When I treated a former co-worker’s dogs for rattlesnake bites, she had not even seen the snake bite the dogs. She went into the backyard and noted one dog was painful and had swelling around the face and neck. Because her house backed up to a greenbelt (a natural wooded area that is popular in San Antonio neighborhoods), she assumed a rattlesnake bite. And based on symptoms and the locale where the dogs lived, she was correct in her assessment.
The dog’s symptoms worsened in just the few minutes it took to arrive at the veterinary hospital.
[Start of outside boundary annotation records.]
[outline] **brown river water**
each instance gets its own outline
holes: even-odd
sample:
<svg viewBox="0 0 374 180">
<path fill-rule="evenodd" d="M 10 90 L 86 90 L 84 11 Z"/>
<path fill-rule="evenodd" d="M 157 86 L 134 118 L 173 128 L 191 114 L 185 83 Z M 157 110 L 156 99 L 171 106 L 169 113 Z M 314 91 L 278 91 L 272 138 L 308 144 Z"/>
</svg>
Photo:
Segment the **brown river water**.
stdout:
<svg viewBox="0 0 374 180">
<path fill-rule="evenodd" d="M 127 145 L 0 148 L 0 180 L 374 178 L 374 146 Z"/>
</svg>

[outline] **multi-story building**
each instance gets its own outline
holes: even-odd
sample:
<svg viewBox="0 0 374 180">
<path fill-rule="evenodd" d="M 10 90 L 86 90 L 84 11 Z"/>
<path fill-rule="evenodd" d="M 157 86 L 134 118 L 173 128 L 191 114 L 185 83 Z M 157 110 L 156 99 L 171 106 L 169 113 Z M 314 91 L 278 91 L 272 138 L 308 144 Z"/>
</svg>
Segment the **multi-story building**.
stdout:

Prior to leaving home, her second dog showed no symptoms. After receiving emergency veterinary treatment, she returned home to find that her other dog had similar symptoms. So she returned to the veterinary hospital with her other dog where treatment commenced on that pet as well. After a short stint at the veterinary hospital, a few meds to go home, and some wound care, both dogs recovered and did just fine.
Not all rattlesnake bites result in envenomation. Many rattlesnake bites are “dry” bites and your dog does not get any venom injected into their skin, muscles, blood supply, and other body tissues. However, these “dry” bites are not without consequence. The mouth and fangs of a pit viper (for San Antonio veterinary patients that equals rattlesnake) are a cesspool of bacteria that drives deep into the tissues. The location and depth where the fangs penetrate affect the veterinary patient’s outcome as well.
Any pets that may have been bitten by a rattlesnake need rapid veterinary diagnosis and treatment. Most veterinarians agree on bloodwork to assess end-organ damage and to confirm if envenomation did indeed occur. I think all veterinarians agree on placing an IV catheter, administering IV fluids, sometimes shock treatment, and of course administering pain medications (these bites are usually extremely painful). The pendulum seems to swing on whether veterinarians should administer steroids and antibiotics. If the pet was indeed envenomated by the pit viper, then rattlesnake antivenin is generally advised. After discharge from the veterinary hospital, the pet’s human family may be managing wounds secondary to the tissue trauma caused by the puncture of the fangs as well as the bacteria and/or venom that the fangs dragged in.
The next question that comes up is the rattlesnake vaccine. Let’s discuss that in a future blog.